Once as transaction is committed, there is no undo from SQL Server. A DELETE operation and a TRUNCATE operation remove data in slightly different ways. The DELETE removes the data through a transaction that removes each row. The TRUNCATE simply de-allocates the page storage of the data. Neither one can easily be recreated by going through the log manually. Instead, you need to perform a process called a point in time recovery. You should immediately take a log backup of your database in order to preserve the changes up to the moment when you accidentally removed the data from the table. Then, you should follow the steps outlined in Chapter 6 of SQL Backup and Restore to restore to a point in time.

Another option you have is to open up SQL Backup Pro, which has a built-in wizard that will run you through an object-level restore process. It will find all the appropriate backups to allow you to retrieve your table and get it back online.

I just want to extract a build script from a backup without restoring it…?

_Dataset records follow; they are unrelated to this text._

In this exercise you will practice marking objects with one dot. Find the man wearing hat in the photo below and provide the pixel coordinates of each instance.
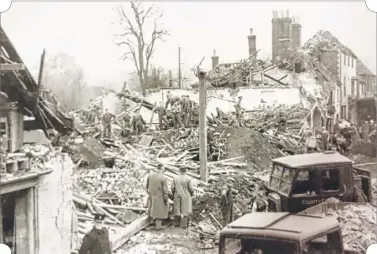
(238, 108)
(138, 122)
(97, 240)
(226, 202)
(182, 190)
(157, 187)
(107, 118)
(324, 138)
(185, 110)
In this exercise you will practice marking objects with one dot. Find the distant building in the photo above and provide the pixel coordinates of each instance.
(286, 34)
(354, 80)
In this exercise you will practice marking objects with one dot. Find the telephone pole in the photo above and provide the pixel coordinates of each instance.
(179, 68)
(202, 127)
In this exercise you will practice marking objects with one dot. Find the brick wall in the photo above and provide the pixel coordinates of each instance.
(54, 207)
(329, 58)
(296, 36)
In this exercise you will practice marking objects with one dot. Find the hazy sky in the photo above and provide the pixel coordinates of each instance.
(85, 30)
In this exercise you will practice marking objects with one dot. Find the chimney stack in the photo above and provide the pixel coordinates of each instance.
(296, 34)
(252, 45)
(215, 60)
(170, 79)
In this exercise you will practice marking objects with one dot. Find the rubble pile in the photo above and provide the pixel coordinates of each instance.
(358, 223)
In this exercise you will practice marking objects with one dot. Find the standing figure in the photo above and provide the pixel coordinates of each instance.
(226, 202)
(107, 118)
(97, 240)
(185, 110)
(211, 140)
(3, 154)
(176, 111)
(354, 135)
(282, 122)
(162, 119)
(325, 138)
(238, 108)
(365, 130)
(157, 187)
(183, 190)
(127, 126)
(171, 100)
(138, 122)
(372, 135)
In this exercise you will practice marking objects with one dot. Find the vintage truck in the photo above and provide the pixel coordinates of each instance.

No native method will allow you to extract a build script from a backup, without running a restore. However, a tool such as SQL Compare will allow you to generate a complete database build script from a backup. Although it is easy to do it from the GUI, you can also do it from PowerShell

You can also do this if you look at SQL Virtual Restore. This tool allows you to mount a database backup to your SQL Server system as if you were running a restore process, but without requiring all the disk space that a restore would need. The mounted backup will look like and perform like a database, as far as SQL Server is concerned. With the database mounted, you can use any method you already use to generate a script, in just the same way you would with a real database.